Hopefully, Simmons’ brief recording to her love means we’re closer to a reunion, but her speech and the conversation between Daisy and Coulson provide the most subtle but appreciated tender moments of the episode despite Yoyo’s more central storyline. In essence, they all share a sense of loss and a willingness to endure their suffering for the greater good. Daisy is clearly in pain even as she tells Simmons she can’t save everyone, and Coulson talks about being thirsty during his time as Deke’s digital construct. Even though he’s not sure how the ones and zeroes of his LMD programming account for his happiness, his reaction to Daisy’s comment about being glad Sousa’s along for the ride held quite a bit of fatherly poignancy.

But let’s talk about those great May-Yoyo interactions, shall we? After breaking the ice with talk of empathic eavesdropping on sex with Mack and worries over negative feedback loops from Yoyo’s fear and guilt, the pair make an interesting infiltration of Afterlife during which suspicions over whom to trust create the majority of narrative tension. It was quite refreshing, therefore, that Agents of SHIELD allowed these two stoic women to smirk at Jiaying’s suggestion that May use her newfound abilities to guide Elena on an emotional journey through her past.
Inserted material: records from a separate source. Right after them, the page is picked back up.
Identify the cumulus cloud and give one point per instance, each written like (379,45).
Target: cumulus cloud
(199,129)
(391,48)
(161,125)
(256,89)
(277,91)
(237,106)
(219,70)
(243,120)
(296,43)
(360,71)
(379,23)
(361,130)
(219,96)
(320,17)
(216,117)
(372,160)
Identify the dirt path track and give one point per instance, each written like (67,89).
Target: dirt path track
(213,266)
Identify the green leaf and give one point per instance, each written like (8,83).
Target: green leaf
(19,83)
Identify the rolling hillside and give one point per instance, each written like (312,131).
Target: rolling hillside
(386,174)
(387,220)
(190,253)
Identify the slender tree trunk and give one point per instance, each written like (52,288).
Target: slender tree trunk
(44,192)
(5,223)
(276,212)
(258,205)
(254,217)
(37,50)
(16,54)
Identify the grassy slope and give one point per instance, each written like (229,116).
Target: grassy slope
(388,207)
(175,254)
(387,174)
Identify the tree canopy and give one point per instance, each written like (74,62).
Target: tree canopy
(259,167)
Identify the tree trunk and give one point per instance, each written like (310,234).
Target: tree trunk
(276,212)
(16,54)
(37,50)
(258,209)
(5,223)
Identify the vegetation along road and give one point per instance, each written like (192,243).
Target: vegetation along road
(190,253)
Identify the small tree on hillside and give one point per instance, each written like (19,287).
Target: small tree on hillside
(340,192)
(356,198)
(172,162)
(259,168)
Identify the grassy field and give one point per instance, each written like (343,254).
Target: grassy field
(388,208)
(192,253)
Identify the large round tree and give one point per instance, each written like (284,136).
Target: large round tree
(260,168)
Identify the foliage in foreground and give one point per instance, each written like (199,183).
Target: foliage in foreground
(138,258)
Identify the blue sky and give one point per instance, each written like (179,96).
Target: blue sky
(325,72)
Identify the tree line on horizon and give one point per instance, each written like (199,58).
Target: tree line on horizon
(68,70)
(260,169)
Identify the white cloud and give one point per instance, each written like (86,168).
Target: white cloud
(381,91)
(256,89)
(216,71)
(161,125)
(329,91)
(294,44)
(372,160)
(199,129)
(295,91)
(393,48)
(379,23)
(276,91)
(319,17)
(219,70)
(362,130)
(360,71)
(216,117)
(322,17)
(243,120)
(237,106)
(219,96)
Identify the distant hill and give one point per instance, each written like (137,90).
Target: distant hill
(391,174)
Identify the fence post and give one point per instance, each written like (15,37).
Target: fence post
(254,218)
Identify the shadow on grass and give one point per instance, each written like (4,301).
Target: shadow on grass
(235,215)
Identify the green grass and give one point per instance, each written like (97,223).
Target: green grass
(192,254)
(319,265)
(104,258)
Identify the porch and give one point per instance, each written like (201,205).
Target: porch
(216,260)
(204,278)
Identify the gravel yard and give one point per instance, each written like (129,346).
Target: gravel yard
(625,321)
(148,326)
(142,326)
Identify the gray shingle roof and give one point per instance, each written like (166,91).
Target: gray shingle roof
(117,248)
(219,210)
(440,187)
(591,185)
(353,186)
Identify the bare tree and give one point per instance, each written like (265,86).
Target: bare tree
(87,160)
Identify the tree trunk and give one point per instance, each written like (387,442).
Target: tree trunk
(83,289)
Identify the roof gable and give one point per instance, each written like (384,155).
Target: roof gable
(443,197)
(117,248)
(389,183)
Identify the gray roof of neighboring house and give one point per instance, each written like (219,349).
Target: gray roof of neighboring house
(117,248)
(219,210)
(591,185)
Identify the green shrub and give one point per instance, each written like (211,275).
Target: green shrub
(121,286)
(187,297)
What could have been a contrived flashback sequence instead became a cathartic sparring session.

What was slightly more problematic was the convoluted path Elena took to the eventual restoration of her super-speed. After releasing the expected trauma of her shrike encounter, we get flashes of Tess hanging in the Lighthouse and the death of Ruby Rose in season five, only one of which Elena was responsible for, and in the end it’s the childhood trauma of having caused the death of her uncle that serves as the roundabout backstory blockage of guilt. It’s hard not to agree with May when she says, “I think the point of this ridiculous exercise is to forgive yourself.”

The ineffectiveness of this journey to the past is punctuated not only by her return in defeat to the Zephyr but also by Enoch’s discovery that her removal of the field generator didn’t even fix the problem entirely. It should have been enough to see her regain her powers and also realize the significance of her no longer needing to return to her point of origin, but was May’s reassurance that she didn’t need to “bounce back” really enough to kick Yoyo into gear? It was a bit of an odd leap.

No matter! Agents of SHIELD has restored one of its damaged characters, and the moment of triumph is definitely welcome despite the subtle suffering elsewhere. Where the show is headed next is anyone’s guess, but sometimes the unknown is better than the predictable path, or in this case another trip down memory lane in a quirky historical era. Time to take a leap of faith!